Furthermore, the emergence of "shadow AI"—where employees use personal accounts or unsanctioned tools to bypass restrictive corporate budgets—presents a new regulatory and security challenge. As organizations tighten the purse strings, they risk driving innovation underground, creating data silos and security vulnerabilities. This creates a market opportunity for AI governance and cost-management platforms that provide granular visibility into token spending and model performance, effectively acting as "FinOps" for the generative AI era.

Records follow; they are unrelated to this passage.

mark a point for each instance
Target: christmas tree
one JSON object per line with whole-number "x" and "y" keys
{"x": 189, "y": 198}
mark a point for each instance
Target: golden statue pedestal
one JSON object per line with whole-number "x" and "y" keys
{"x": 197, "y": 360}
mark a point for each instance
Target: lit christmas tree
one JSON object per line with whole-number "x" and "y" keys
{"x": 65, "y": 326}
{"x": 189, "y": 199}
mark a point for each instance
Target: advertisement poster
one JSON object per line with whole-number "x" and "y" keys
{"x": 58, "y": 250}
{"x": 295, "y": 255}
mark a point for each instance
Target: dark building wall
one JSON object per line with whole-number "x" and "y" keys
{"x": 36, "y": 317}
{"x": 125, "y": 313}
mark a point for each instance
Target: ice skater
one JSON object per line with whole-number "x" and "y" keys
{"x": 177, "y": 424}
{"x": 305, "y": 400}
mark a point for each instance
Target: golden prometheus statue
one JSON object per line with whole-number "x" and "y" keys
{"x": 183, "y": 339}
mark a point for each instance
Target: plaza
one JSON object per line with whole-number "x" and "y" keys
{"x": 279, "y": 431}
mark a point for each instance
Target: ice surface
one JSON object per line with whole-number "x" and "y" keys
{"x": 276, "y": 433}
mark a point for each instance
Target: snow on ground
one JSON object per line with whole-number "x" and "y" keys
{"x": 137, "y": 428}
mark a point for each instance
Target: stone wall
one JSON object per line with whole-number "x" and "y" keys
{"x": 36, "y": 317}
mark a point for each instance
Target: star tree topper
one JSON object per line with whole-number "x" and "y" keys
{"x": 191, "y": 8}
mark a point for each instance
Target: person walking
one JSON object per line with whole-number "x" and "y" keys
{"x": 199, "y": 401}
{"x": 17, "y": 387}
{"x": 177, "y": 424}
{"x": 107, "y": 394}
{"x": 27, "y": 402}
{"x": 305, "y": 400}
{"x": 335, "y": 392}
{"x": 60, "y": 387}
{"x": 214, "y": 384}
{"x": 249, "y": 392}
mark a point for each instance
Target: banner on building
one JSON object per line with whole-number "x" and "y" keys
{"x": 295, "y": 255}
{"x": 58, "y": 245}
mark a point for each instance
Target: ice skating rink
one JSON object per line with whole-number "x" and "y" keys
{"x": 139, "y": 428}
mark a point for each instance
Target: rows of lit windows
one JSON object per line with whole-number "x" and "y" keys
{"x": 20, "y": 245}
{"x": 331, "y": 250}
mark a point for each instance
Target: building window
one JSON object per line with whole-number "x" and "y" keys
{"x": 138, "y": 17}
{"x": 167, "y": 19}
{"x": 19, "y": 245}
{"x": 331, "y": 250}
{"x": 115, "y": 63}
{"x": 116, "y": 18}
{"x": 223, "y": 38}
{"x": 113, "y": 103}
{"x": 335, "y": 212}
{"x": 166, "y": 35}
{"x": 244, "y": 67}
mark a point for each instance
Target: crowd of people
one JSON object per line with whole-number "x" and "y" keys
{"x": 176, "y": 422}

Looking ahead, the industry will be watching the next cycle of enterprise renewals. If companies cannot find a way to link AI spend to clear KPIs, we may see a "trough of disillusionment" that slows the pace of adoption. The focus will likely shift toward "agentic" workflows that can perform end-to-end tasks with minimal human intervention, as these offer a clearer path to ROI than simple chat interfaces. The coming year will determine whether generative AI can evolve into a sustainable corporate utility or if it will remain a high-priced experiment for all but the deepest-pocketed firms.

Why it matters

  • 01The era of 'tokenmaxxing' has ended as enterprises face budget exhaustion and move toward 'right-sizing' AI models to stabilize inference costs.
  • 02A transition from vanity metrics to ROI-driven procurement is forcing AI startups to prove hard financial impact rather than simple productivity improvements.
  • 03The rise of AI FinOps and governance tools will be critical as companies seek to manage consumption-based billing and prevent 'shadow AI' usage.